That is, the impulsive test (MFFT) is a tool test. In this test, a tester shows several pictures to a user so that the user selects the same picture as a picture above. A correct answer is one of six pictures. The type of impulsiveness may be classified depending on a reaction speed and the number of correct answers.

The capability test is to solve a problem including a correct answer and to receive corresponding test results in an intelligence test, an ability test, etc. The capability test is different from a self-report type test having a response of 1 to 4 points.

Meanwhile, in the present disclosure, the artificial intelligence-based question development model may be designed by considering the severity of a special user.

That is, the test results of a special user are indicated as a standard score that is calculated based on an average or standard deviation (criterion) of a group of common peer users, and may be calculated to have a higher or lower score when a score of a psychological test factor deviates from an average by a 1 standard deviation.

FIG. 8 is a block diagram for describing a system of the present disclosure.

Referring to FIG. 8, in a system 200, a terminal 210 may be an apparatus that is used by a tester. The tester may request a personality and aptitude question for each person by using the terminal 210.

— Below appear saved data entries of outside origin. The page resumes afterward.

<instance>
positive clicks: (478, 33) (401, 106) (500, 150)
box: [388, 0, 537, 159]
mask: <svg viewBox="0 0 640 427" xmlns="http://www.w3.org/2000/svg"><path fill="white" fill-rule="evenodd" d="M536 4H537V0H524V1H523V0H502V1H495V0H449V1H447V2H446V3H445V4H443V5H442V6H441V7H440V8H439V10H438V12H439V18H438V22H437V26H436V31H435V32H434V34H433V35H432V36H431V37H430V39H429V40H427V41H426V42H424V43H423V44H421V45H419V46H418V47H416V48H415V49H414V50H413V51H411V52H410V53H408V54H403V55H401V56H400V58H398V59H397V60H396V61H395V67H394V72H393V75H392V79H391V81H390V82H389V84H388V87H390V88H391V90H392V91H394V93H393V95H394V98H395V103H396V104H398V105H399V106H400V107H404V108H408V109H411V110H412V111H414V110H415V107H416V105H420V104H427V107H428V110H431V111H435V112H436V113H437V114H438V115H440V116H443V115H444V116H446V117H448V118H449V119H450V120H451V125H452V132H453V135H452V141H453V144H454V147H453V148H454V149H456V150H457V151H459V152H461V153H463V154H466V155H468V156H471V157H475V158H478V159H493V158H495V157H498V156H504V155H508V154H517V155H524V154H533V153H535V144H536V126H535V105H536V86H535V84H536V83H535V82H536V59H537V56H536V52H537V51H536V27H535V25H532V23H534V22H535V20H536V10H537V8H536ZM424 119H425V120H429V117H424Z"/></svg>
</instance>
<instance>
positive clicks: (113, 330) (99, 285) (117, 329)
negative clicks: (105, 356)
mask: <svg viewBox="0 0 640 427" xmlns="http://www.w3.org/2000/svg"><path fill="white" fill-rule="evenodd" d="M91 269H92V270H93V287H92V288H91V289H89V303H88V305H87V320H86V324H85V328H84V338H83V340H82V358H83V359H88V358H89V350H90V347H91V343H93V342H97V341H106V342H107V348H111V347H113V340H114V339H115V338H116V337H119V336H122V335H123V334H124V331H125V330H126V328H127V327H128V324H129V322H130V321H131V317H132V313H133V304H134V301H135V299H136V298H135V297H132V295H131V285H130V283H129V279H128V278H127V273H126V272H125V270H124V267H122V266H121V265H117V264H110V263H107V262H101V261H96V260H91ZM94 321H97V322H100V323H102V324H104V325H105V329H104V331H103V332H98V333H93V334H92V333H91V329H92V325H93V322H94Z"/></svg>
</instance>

An apparatus 230 may include a language model. The language model may receive behavior characteristics and a personality and aptitude question as an input from a personality and aptitude question and behavior characteristic database 220. The apparatus 230 may provide the personality and aptitude question for each person to the terminal 210 as an output. The output of the language model may be based on loss maximization.

The tester may respond to the personality and aptitude question for each person, which has been received from the apparatus 230, through the terminal 210. Furthermore, the tester may store the response and the behavior characteristic in the database 220 through the terminal 210.

FIG. 9 is a diagram for describing an embodiment of the present disclosure in which all questions are provided. FIG. 10 is a diagram for describing an embodiment of the present disclosure in which a loop type question is provided.

Referring to FIG. 9, a tester terminal 310_1 may provide a request for a personality and aptitude question to a personality and aptitude question and interest collection database 320. The personality and aptitude question and interest collection database 320 may store interest that is collected through courses and search histories of the tester and information on the personality and aptitude tests results of testers who have similar interest. The interest collected through the courses and search histories of the tester and the information on the personality and aptitude tests results of the testers who have similar interest may be previously obtained. Tester information and test question information that are extracted from the personality and aptitude question and interest collection database 320 may be input to a generative language model 330. In this case, the tester information may include a course history, a search history, a list of interests, etc. of the tester, for example. The test question information includes a test question. The test question may include text having a sentence form, such as “generate a question for measuring openness” or “generate a question capable of determining openness and extroversion”, and/or text having a word form, such as “openness”, “extroversion”, “openness and extroversion”, for example. The generative language model 330 may be implemented as GPT-3, BLOOM, or OPT, for example. The generative language model 330 may output psychological test question information including a psychological test question. The psychological test question may include text, for example, “I like to stay at home” or “I enjoy ordering delivery food at home”. The psychological test question information that is output by the generative language model 330 may be provided to a tester terminal 310_2 as a customized question. The tester terminal 310_1 and the tester terminal 310_2 may be the same.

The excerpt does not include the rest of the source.